Recently a new “report card” on race in the music industry puts several of the industry’s most influential corporations to work, challenging them to follow through on the obvious diversity commitments laid out last summer in the wake of nationwide protests over George Floyd’s death.
The Black Music Action Coalition produced a 37-page “music industry labor report card” over the weekend to have a bigger impact on the Juneteenth holiday. The committee elaborated the three major record labels that made to headlines after announcing large financial donations last year for a medium-to-poor grade, with Sony and Warner Music promising $100 million each and Universal $25 million.
merely a small portion of those charities have paid off so far as they have promised, according to the coalition’s report, which claims that it has increased the number of people of color in top executive positions at companies.
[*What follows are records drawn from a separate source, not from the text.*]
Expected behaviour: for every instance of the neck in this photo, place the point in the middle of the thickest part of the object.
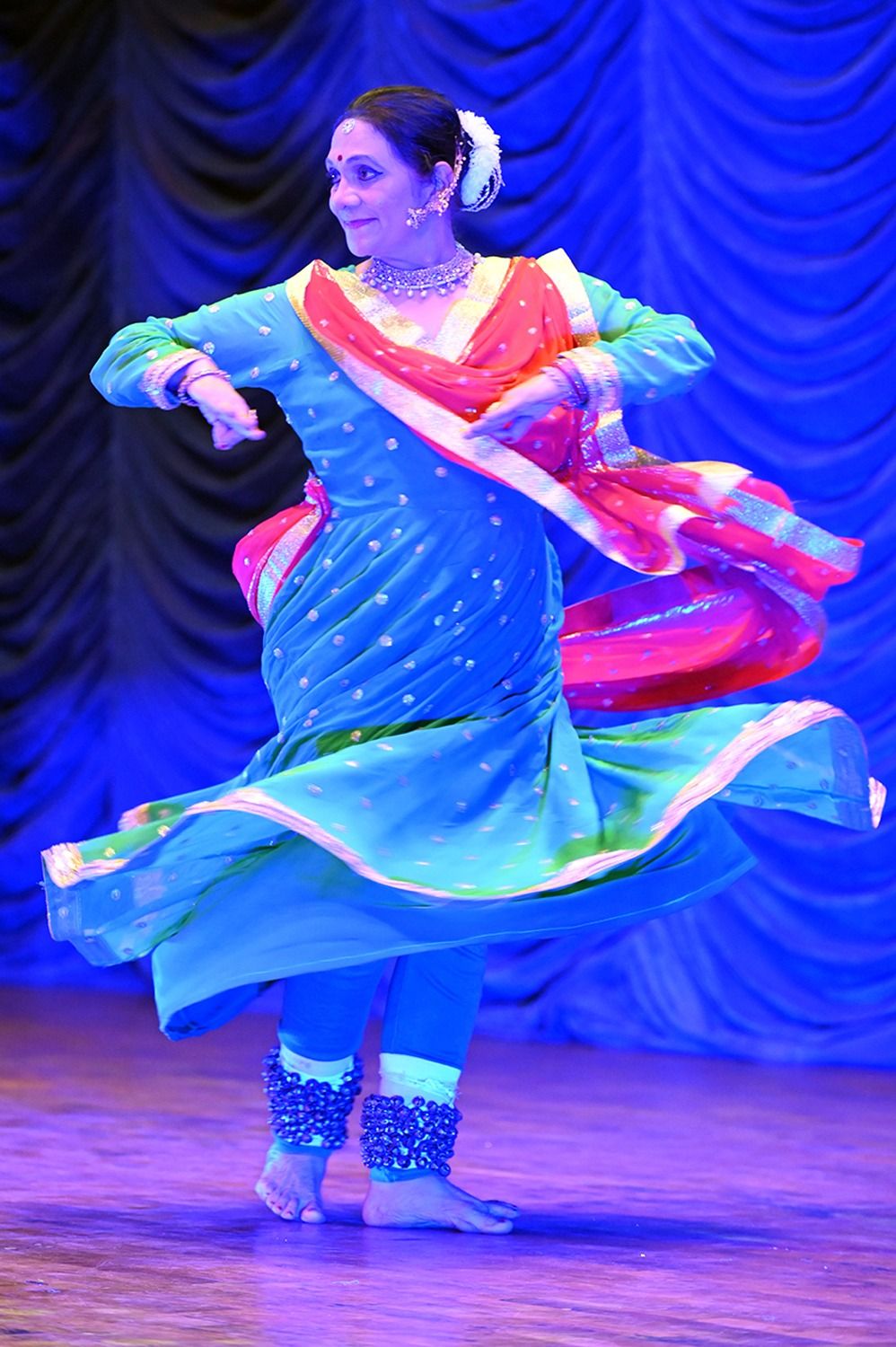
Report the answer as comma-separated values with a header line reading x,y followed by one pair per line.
x,y
430,247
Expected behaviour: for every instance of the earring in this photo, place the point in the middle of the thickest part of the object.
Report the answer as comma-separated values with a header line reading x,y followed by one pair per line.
x,y
436,205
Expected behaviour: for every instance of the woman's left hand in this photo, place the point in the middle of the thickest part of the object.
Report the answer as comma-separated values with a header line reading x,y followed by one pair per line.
x,y
510,418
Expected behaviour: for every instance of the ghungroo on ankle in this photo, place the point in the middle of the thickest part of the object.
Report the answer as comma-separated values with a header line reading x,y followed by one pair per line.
x,y
408,1136
302,1112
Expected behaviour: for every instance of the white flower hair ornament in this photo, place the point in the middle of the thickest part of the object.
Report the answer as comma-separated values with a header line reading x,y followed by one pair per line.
x,y
483,178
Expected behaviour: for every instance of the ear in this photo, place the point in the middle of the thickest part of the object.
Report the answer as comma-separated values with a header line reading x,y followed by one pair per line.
x,y
442,175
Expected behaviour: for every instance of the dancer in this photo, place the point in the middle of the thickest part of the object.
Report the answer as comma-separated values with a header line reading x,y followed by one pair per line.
x,y
428,789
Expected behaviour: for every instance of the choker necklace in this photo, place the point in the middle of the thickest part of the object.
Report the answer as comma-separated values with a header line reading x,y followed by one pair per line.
x,y
441,277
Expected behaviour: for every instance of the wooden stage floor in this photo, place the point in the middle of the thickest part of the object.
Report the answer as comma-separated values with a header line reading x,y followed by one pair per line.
x,y
666,1201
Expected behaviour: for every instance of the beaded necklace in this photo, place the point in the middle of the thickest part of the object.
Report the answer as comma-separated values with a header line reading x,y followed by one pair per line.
x,y
442,277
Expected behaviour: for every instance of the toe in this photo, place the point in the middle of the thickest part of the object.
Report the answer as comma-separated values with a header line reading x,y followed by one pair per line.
x,y
484,1223
502,1209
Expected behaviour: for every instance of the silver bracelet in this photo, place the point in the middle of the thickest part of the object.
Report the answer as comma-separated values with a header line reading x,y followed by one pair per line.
x,y
183,395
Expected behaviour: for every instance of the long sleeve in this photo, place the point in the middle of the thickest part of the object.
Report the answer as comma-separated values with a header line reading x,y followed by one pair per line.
x,y
654,355
252,337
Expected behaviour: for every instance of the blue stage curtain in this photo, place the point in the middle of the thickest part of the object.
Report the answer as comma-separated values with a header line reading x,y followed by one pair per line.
x,y
725,159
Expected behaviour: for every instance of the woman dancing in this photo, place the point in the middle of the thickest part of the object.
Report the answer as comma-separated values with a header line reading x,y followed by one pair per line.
x,y
428,789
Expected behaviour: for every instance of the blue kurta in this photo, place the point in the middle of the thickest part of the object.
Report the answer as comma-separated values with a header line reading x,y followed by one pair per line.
x,y
426,786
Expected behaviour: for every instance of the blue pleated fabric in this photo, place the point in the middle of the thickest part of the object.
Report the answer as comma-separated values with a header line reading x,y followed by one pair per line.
x,y
426,786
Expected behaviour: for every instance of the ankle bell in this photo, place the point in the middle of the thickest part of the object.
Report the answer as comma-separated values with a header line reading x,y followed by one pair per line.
x,y
299,1112
412,1136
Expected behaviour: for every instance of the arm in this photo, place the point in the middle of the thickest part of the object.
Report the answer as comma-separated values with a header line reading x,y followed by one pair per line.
x,y
642,355
250,336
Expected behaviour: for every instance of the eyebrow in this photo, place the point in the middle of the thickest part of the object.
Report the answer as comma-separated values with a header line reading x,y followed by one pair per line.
x,y
352,159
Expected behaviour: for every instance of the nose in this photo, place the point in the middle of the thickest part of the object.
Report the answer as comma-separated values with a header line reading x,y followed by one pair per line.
x,y
342,196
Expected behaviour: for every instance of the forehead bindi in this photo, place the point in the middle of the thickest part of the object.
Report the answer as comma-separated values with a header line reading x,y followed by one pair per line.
x,y
355,139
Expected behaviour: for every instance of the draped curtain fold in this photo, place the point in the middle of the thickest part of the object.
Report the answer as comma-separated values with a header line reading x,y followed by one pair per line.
x,y
725,159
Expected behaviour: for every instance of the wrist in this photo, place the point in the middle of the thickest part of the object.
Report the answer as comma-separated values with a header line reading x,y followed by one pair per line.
x,y
198,371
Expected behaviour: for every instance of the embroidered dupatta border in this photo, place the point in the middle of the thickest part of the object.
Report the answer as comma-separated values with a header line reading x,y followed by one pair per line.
x,y
484,454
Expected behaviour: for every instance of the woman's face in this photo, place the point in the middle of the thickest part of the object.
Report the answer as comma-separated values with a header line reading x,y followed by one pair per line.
x,y
372,190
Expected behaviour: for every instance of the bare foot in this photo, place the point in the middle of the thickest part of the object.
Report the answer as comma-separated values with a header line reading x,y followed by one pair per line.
x,y
290,1184
434,1203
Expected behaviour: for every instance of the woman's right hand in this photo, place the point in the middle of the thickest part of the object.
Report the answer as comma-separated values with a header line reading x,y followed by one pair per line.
x,y
226,411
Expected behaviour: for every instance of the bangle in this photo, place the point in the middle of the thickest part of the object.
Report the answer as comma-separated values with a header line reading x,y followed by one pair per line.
x,y
190,377
573,377
159,372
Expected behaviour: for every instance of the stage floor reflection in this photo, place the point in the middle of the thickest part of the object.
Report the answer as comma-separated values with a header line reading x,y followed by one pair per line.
x,y
666,1199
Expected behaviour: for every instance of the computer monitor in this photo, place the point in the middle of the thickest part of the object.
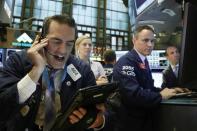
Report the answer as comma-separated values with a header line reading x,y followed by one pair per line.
x,y
141,5
188,66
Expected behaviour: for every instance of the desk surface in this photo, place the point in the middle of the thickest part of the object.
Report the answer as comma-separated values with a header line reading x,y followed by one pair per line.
x,y
181,101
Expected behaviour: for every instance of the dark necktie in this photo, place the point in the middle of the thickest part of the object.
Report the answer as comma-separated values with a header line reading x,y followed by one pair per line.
x,y
147,68
50,111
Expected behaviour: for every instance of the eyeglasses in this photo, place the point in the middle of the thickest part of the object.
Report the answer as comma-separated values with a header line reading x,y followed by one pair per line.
x,y
58,42
152,41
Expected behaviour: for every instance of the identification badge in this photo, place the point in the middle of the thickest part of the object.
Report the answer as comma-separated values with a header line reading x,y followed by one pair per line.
x,y
24,111
73,72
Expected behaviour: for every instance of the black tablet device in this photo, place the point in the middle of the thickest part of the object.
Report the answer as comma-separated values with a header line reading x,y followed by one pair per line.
x,y
85,96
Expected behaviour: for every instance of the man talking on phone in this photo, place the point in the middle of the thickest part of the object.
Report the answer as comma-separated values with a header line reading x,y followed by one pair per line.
x,y
38,83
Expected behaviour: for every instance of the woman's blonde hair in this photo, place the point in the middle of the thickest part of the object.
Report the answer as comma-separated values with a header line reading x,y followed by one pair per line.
x,y
78,41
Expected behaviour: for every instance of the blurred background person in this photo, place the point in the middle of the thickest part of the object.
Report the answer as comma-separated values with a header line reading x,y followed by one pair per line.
x,y
170,74
83,48
109,57
139,97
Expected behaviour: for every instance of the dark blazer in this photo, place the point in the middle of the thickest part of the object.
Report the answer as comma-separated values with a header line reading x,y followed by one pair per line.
x,y
16,67
169,78
138,95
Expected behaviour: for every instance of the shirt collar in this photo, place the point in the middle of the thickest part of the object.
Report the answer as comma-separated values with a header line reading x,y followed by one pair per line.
x,y
142,57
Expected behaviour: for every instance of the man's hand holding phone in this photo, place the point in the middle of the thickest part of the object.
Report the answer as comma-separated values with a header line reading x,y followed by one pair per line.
x,y
37,57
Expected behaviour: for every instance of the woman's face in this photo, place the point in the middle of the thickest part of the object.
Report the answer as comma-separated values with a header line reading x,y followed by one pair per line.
x,y
85,48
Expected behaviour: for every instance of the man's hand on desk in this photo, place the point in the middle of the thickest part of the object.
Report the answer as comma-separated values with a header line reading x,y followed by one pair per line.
x,y
167,93
79,113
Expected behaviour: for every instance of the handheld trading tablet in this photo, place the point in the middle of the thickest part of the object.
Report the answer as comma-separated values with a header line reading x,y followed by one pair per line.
x,y
83,97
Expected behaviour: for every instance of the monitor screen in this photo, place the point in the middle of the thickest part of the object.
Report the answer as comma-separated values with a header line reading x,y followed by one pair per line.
x,y
119,54
18,38
188,66
141,5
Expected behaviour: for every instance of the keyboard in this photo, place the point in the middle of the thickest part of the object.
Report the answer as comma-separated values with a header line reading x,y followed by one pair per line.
x,y
186,95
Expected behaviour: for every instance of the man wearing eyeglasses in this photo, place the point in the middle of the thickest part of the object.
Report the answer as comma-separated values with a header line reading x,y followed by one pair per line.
x,y
139,97
38,83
The coalition, which was founded a year ago by a team of artist managers, lawyers, and others in the mainstream music business, has employed more people of color in top executive positions at companies. under duress to appoint.
The label was graded in four categories, including the basic commitments and future follow-up. The mentioned companies received largely Bs and Cs, according to the research. Nobody scored an A in the executive representation area, yet Warner didn’t get a D either.
Last week, the University of Southern California’s Annenberg Inclusion Initiative produced its own extensive research, showing that 7.5 percent of 4,060 executives at 119 different music companies were Black. (Record firms accounted for 14.4% of the total.)
The Black Music Action Coalition’s analysis was written by Naima Cochran, a writer, and former label executive. She said, “Our hope is that the MIA report card, especially coming on the heels of the Annenberg study, will, in some cases, inspire more conversation and efforts toward disruptive change.”
The three main record labels, as well as the majority of the companies identified in the research, declined to comment. However, others in the sector privately expressed their dissatisfaction with the report, claiming it was inconsistent or incomplete.
The report looked at a total of 18 businesses. While record labels received letter grades, other businesses like streaming services, talent agencies, and event promoters were awarded a score based on how “satisfactory” their efforts were. Not all aspects of the industry were covered, such as radio and artist management. The study will be broadened in the following years, according to the coalition.
“Our data is only as good as the record industry’s willingness to cooperate in providing information,” Coalition co-chair Binta Niambi Brown said in a statement.
Pandora, the Internet radio giant owned by SiriusXM, was one of the few whose efforts were deemed “unsatisfactory”, although few reasons were given for that rating. “As Pandora traded on their familiarity with Black and Latinx audiences and their impact on culture, we expected a more substantial commitment from them,” the report said.